Upon her return to the United States, Berger began working 60 hours a week on this unique organization. She lived, breathed, and ate Project Interchange, its challenges and frustrations. She started working from home, but shortly thereafter, friends provided her with an office, free of charge, from which to run Project Interchange.
At the beginning, reactions to the project were largely negative, putting pressure on Project Interchange and Debbie Berger to prove its value. Nonetheless, there were quite a few staunch supporters who believed in the success of this enterprise from the very start. As time progressed, the success of Project Interchange could be seen in the changing attitudes of the seminar participants as well as the willingness of donors to support Project Interchange.
Project Interchange began as a volunteer organization, as Debbie Berger, Judy Linowes, and Mimi Charnoff would put in full days for no compensation. They made contacts in Israel, working with the Jerusalem Institute to develop and plan the trips and speaking engagements. In 1984/5, Project Interchange hired Aviva Meyer, its first Executive Director, who continued to work with Berger and the other initial “volunteers.” The groups that were sent to Israel continued to grow, and remained unique in their focus on tailored seminar trips among peer groups.
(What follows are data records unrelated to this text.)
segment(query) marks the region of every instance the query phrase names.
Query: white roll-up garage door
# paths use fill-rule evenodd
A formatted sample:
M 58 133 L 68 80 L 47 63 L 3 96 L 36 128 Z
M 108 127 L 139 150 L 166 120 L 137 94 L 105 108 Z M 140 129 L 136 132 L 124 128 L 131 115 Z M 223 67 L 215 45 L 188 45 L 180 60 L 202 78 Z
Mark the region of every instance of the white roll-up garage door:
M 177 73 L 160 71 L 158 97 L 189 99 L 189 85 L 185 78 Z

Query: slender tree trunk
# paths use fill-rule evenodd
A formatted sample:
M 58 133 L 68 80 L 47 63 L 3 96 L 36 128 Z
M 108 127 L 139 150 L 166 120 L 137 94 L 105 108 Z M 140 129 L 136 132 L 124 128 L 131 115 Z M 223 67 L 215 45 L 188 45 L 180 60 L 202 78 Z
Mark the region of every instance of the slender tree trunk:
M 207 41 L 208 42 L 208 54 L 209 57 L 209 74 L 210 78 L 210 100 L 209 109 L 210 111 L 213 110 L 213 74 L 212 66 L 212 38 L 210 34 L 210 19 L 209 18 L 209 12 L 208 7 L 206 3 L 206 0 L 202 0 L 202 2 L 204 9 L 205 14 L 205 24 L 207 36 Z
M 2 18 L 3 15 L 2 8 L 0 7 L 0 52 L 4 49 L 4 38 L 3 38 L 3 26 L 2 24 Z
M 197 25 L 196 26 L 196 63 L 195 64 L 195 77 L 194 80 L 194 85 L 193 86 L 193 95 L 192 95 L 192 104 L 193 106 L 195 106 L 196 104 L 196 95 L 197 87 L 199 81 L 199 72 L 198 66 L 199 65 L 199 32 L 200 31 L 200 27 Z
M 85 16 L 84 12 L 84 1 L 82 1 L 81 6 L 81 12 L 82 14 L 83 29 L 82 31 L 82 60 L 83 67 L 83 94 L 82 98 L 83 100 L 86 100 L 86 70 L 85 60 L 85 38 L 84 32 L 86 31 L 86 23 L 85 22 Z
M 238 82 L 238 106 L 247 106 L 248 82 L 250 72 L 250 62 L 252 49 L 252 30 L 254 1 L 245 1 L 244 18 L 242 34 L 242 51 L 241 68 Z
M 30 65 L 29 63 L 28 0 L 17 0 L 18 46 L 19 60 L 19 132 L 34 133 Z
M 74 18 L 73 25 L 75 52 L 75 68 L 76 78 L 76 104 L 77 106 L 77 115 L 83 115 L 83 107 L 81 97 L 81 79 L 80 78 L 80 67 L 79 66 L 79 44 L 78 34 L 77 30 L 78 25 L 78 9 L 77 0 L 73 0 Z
In 1992, Berger decided that it would be important to institutionalize the organization, to ensure that it would keep running without being solely dependent on her steam power. She met with David Harris, then head of the Washington office of the American Jewish Committee, and decided to entrust the organization to him. After “shopping around” other organizations, Berger decided that the values of Project Interchange aligned most clearly with those of the American Jewish Committee. This umbrella organization also had a long history of supporting “institutes” that, though affiliated and deeply tied, remained largely independent. Paul Berger, Debbie’s husband, who had been the lawyer for Project Interchange, and Al Moses, another early supporter and then President of the American Jewish Committee, created an agreement that would join PI and AJC while providing for a separate institute that would maintain independence for programming and direction. This joint venture brought Project Interchange a larger platform that would reach a broader audience.
At this point, Project Interchange took on a life of its own, continued to expand, and continues to take current and future leaders to Israel as an institute of the American Jewish Committee.

Mission
as of 12/5/06
Project Interchange, an institute of the American Jewish Committee, provides current and emerging United States and international leaders with an enhanced understanding of, and perspective on, Israeland the pursuit of Middle East peace through introductory educational seminars in Israel.